Me: “I want her to ride the bus too”
The curtain dropped, the story ended, the affect dissipated for good or ill, I thought about how lonely this experience of foster parenting has been compared to our earlier placements. I’ve written a lot about foster care and I’ve always been a big advocate. Nothing has changed that. I would not trade these months for anything. But this has been a challenge.
And it occurs to me, as this child goes through the swift cycle of disappointment, tears, and instant affection, that she has no choice but to love me while I can feel and act as detached as I please. Whether I am cruelly denying her the bus or indulgently offering her a donut, whether I am edifying the faithful Ms. Tammy at the desk or horrifying the patrons of the Art Institute cafeteria, she needs me hour by hour, day by day.
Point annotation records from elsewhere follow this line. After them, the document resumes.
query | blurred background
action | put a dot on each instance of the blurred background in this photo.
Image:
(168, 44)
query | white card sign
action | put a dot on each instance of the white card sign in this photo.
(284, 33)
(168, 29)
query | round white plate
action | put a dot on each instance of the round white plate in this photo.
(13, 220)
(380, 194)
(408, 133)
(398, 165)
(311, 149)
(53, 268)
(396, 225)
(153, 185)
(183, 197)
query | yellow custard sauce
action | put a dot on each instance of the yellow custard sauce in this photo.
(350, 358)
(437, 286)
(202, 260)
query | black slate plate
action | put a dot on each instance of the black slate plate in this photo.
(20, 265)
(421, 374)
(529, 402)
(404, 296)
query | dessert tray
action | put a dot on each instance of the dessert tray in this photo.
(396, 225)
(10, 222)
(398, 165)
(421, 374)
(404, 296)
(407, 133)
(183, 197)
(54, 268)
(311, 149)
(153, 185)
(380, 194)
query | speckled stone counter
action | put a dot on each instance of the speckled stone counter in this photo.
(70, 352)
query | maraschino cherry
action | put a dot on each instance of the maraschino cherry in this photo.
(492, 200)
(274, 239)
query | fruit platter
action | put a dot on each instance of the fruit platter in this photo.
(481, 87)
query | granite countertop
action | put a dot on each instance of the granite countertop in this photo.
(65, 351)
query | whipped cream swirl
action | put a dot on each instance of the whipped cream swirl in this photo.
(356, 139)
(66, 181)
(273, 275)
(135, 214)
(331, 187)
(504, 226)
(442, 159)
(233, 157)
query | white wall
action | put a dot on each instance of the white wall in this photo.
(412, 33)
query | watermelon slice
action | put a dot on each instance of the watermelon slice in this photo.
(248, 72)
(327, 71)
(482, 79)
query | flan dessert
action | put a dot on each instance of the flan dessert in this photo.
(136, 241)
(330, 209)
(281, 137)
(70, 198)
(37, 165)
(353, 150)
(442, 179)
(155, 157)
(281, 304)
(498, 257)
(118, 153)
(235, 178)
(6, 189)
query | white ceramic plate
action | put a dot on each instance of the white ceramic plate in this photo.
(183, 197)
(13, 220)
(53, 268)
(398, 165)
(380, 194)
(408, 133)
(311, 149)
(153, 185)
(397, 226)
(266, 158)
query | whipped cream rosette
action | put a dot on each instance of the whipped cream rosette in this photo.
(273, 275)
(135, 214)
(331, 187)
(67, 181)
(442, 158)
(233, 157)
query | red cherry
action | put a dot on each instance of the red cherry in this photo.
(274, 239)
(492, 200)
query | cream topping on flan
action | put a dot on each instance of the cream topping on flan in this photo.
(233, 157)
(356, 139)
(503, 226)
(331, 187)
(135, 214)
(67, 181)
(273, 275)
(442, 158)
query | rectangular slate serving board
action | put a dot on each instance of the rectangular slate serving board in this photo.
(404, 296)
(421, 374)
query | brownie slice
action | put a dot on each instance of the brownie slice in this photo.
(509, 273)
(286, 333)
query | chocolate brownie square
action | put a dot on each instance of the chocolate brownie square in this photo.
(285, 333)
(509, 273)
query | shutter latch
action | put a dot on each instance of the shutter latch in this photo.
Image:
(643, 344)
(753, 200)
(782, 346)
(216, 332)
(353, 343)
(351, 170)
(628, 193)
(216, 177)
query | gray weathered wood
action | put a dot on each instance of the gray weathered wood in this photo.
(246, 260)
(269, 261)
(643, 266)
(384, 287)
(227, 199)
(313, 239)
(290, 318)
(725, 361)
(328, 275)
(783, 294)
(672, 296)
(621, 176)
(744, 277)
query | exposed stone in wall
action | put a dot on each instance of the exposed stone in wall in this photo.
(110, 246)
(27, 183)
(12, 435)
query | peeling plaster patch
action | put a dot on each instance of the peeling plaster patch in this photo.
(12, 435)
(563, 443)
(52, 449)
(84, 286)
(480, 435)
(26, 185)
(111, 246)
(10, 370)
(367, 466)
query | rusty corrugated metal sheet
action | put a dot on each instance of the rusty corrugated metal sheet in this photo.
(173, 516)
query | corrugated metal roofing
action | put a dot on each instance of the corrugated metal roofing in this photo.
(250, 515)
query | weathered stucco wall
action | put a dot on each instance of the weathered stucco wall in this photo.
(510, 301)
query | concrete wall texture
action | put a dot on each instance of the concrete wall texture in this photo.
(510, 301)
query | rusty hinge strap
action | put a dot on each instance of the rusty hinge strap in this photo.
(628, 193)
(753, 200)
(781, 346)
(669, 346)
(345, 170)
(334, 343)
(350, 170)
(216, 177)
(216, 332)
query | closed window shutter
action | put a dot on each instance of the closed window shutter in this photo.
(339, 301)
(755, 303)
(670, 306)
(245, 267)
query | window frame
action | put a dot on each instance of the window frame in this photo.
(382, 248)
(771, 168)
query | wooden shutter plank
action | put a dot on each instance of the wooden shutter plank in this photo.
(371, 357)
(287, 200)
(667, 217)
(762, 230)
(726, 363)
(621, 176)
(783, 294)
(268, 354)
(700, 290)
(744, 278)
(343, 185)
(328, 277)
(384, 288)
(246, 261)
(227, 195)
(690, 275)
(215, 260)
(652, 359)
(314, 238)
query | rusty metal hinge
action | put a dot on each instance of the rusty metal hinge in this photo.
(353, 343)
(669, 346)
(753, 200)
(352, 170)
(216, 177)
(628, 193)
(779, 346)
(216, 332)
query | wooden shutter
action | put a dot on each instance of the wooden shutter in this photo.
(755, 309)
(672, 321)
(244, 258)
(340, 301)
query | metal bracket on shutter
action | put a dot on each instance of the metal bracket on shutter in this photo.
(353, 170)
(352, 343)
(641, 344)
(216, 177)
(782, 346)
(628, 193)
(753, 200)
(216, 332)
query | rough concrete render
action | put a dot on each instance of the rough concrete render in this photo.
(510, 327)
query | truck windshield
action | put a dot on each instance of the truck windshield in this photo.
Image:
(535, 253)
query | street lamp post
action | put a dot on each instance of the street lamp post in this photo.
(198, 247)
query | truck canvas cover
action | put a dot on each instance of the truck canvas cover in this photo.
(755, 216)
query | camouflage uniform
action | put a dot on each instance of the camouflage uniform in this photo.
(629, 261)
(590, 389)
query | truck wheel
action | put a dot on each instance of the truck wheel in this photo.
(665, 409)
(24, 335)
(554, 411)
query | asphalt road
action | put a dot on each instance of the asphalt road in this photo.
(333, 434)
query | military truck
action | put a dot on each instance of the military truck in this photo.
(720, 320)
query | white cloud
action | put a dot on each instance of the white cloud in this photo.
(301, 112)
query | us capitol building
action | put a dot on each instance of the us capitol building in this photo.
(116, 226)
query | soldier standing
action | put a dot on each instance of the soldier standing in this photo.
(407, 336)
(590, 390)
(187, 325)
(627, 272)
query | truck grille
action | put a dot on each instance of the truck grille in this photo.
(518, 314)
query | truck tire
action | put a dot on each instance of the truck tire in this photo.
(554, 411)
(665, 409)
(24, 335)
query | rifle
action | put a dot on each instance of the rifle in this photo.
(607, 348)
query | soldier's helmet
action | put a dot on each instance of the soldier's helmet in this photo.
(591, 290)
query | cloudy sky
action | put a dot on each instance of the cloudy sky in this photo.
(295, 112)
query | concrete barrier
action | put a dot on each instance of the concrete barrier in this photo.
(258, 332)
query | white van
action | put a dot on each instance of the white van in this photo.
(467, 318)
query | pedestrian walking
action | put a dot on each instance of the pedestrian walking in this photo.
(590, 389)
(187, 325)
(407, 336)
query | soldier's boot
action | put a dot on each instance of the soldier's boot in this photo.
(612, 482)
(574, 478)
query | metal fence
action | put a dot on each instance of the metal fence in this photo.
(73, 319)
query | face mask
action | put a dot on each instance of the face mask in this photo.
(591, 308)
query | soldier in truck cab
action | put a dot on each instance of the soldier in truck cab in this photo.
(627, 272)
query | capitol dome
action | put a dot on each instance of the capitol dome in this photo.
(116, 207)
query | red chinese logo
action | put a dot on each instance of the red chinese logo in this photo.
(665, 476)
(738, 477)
It’s a clean slate after every disappointment, because she needs hope. She has no alternative to the drama of each day’s reruns, to the edification of each day’s vignette. I, on the other hand, can argue with myself, I can store up frustrations, I can make myself see reason: this will all be over, probably sooner than you’ll feel good about; this is not right, not normal, not worth the trouble. I can get the referral and just put it away and never pick up the phone. I can leave the costume in the closet and live my life.
That’s the freedom I guess we’re supposed to have, or at least to cultivate. And it’s real, it’s there, it lurks even in the clothing choices that say “I have more in my life than this waiting room.” There are plenty of people in that building who do not. They are there because the stakes are unlimited and there is nothing to perform. I can walk out the door and down the street into a warm spring day, to the donut shop, at my ease. With no particular place to go, and no particular reason for anyone to wonder why. The only audience is her, and she wants encore after encore, however badly the show has gone.